Yes it does , I was just scrolling down to see if this exact info was included before heading off to Google.

Please add me to the list Steve 

Cheers

Charlie


----------



## GiddersTT (Dec 6, 2010)

Could you add me to the list as well please


----------



## Mark Davies (Apr 10, 2007)

I think we might come.
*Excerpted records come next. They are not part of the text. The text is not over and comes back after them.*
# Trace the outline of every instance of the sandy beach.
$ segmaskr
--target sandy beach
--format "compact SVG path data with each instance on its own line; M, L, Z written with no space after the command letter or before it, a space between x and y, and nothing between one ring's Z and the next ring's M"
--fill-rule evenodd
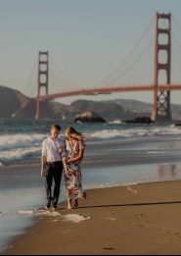
M179 255L181 181L88 190L79 207L64 203L55 216L37 217L6 255Z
Put us down on the list, please.


----------



## salTTy (Dec 26, 2009)

please add me to the list ,I will be taking a dog slay over the pack ice to Manchester then driving the rest.Dont suppose they could have made it any further south cheers Keith


----------



## shurcomb (Jan 6, 2007)

Yep count me in for this one.

Not missed one yet either, provided the weather is good like last year it is a very good day out.


----------



## V6RUL (May 28, 2009)

SteveC


----------



## R80RTT (Feb 5, 2011)

Can you stick me down thanks


----------



## Redscouse (Sep 30, 2008)

Stick me down also please Steve mate 

Paul


----------



## V6RUL (May 28, 2009)

Now Paul has turned up, i will have to as well..  
Steve


----------



## shell (Feb 1, 2008)

I'd really like to go to this but all depends on what happens to my circumstances in the next few weeks/months 

So please put me as a possible please


----------



## Redscouse (Sep 30, 2008)

Bring it onnnnnnn!


----------



## 2sprintfast (Mar 3, 2011)

Count me in!


----------



## audimad (Jan 7, 2008)

Could you save us a space too.


----------



## archer77 (Aug 4, 2008)

Could you save us a spot if any left too.


----------



## donuTT (Mar 19, 2011)

I'll be there so count me in.

Thanks.


----------



## TTsline02 (Dec 9, 2008)

Can you pop me down for this


----------



## shell (Feb 1, 2008)

I'm defo a no for this now  boo


----------



## audimad (Jan 7, 2008)

audimad said:


> Could you save us a space too.


Sorry, can't make this now, the Nurburgring and the DTM are calling.


----------



## cal1470 (Feb 2, 2008)

Audis in the Park 2011 OFFICIAL UPDATE....SUNDAY 7TH August 2011

Well it has been a while since I've updated you all so here goes.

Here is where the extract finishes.